The School Counselor and High-Stakes Testing
(Adopted 2002, Revised 2007, 2014, 2017)
ASCA PositionSchool counselors recognize that standardized test results are one of many measures that can be used to assess student learning and performance across standards. School counselors advocate for the use of multiple criteria when educational decisions such as course enrollment and admissions are made about student performance and oppose the use of a single test to make important educational decisions affecting students, teachers and schools.
The RationaleHigh-stakes testing, which refers to the use of standardized test scores to make important decisions about students, schools and districts, was a prominent part of the No Child Left Behind Act passed in 2001 (NCLB, 2002). High-stakes test results have been used as a method to determine a student’s: academic placement, promotion and retention, graduation and intervention services. Other decisions made using standardized test results for schools and districts include:
- increased or reduced funding at the state or local level
- revision of curriculum
- revision of teacher certification standards
- appropriate accommodations for students with exceptional learning needs and English-language learners
- decisions about school closings
- evaluation of instructional personnel
The Every Student Succeeds Act (ESSA), enacted in 2015, represents a legislative move toward identifying multiple measures to assess student success. The act encourages an approach to testing that moves away from a sole focus on standardized tests to drive decisions around the quality of schools to multiple measures of student learning and progress, including other indicators of student success to make school accountability decisions (White House, 2015). School counselors continue to advocate for reasonable use of multiple measures to assess student achievement and determine need for school improvement at the local and state levels.
The School Counselor's RoleSchool counselors recognize that standardized test results provide valuable information related to student achievement. However, school counselors also understand that some students struggle with standardized test practices that prevent these tests from providing an accurate reflection of their capabilities. Additionally, school counselors recognize that standardized tests only provide a partial picture of student learning. When important educational decisions are made, school counselors advocate for the use of multiple criteria in the decision-making process. These criteria may include but are not limited to:
- Standardized tests results
- Teacher input • Portfolios
- Work samples
- Classroom performance
- Recommendation letters
- Personal statement
- Student access to curriculum and courses
- Monitoring student achievement data and achievement-related data (e.g., grades, attendance, school engagement, discipline referrals, retention rates, SAT/ACT)

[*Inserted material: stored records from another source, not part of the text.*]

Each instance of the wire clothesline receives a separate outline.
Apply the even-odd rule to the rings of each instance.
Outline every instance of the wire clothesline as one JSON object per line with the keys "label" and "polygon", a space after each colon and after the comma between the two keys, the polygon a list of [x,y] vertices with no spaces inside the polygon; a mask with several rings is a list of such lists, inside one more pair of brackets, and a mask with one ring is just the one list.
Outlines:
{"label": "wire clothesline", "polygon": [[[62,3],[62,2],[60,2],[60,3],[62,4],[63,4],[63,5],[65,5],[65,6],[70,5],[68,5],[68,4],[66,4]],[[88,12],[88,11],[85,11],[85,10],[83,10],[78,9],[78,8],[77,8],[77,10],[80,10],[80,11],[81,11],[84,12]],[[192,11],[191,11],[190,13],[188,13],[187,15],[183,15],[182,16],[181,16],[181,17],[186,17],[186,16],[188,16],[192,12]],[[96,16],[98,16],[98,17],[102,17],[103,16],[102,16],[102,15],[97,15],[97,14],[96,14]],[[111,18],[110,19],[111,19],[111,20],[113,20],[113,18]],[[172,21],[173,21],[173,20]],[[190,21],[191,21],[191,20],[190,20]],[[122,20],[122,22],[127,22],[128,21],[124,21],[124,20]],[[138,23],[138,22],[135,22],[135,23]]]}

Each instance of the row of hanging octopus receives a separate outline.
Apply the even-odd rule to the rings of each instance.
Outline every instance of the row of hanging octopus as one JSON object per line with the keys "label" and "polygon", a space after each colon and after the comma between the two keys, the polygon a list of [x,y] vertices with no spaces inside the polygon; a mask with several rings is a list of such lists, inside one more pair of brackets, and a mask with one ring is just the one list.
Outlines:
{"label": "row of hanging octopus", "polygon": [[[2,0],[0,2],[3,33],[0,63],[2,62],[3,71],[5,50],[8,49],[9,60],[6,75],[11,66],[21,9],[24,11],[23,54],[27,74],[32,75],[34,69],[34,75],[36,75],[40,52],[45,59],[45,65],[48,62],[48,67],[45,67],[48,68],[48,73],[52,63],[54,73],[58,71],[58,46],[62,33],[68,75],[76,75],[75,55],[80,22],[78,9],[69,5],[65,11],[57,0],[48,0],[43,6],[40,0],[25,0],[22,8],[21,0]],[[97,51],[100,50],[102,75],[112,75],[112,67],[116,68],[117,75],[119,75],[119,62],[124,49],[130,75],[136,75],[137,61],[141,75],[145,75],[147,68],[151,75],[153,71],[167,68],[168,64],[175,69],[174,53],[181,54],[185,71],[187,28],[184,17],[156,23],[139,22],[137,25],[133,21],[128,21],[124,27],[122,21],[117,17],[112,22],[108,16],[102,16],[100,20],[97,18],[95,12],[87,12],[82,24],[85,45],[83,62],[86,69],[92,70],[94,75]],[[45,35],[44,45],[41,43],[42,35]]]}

- Disaggregating data to inform instruction and strengthen curriculum
- Providing support to teachers through collaboration and teaming
- Providing direct student services in the areas of study skills, test-taking skills, stress reduction and test anxiety among other topics
- Working with administrators on home-school communication to aid in maintaining a healthy school and classroom assessment environment (Cizek & Burg, 2006)
- Advocating to postsecondary institutions that students should be considered holistically throughout the admissions process
- appropriate testing conditions and administration of standardized tests with solid psychometric properties
- opportunities to retake a test when a student is unsuccessful in one administration
- opportunities to take comparable tests when a student is unsuccessful in one administration
- the use of standardized tests norm-referenced with representative student populations
- discontinuation of standardized tests that show socioeconomic or cultural bias
SummarySchool counselors work with staff and students in implementing strategies that support students in the test-taking process. School counselors recognize the use of standardized test results as one of many measures of student achievement and success. School counselors reject the use of high-stakes tests or the use of any other single measurement instrument as the only indicator of student success. The school counselor encourages multiple measures when life-influencing decisions are being made.
ReferencesAmerican School Counselor Association. (2019). ASCA National Model: A framework for school counseling programs (4th ed.). Alexandria, VA: Author.
Duffy, M., Giordano, V. A., Farrell, J. B., Paneque, O. N., & Crump, G. B. (2008). No child left behind: Values and research issues in high-stakes assessments. Counseling and Values, 53, 53-66.
McReynolds, K. (2006). The No Child Left Behind Act raises growing concerns. Encounter: Education for Meaning and Social Justice, 19, 33-36.
Mullen, P. R., & Lambie, G. W. (2016). The contribution of school counselors’self-efficacy to their programmatic service delivery. Psychology in the Schools, 53(3), 306-320. doi:10.1002/pits.21899
No Child Left Behind Act of 2001, Pub. L. No. 107-110, 20 U.S.C. 6301 et seq. (2002).
Whitehouse. FACT SHEET: Congress Acts to Fix No Child Left Behind. December 02, 2015. Retrieved from https://www.whitehouse.gov/the-press-office/2015/12/03/fact-sheet-congress-acts-fix-no-child-left-behind
*Note this position statement includes minor updates to reflect the revisions to the 2019 ASCA National Model, fourth edition.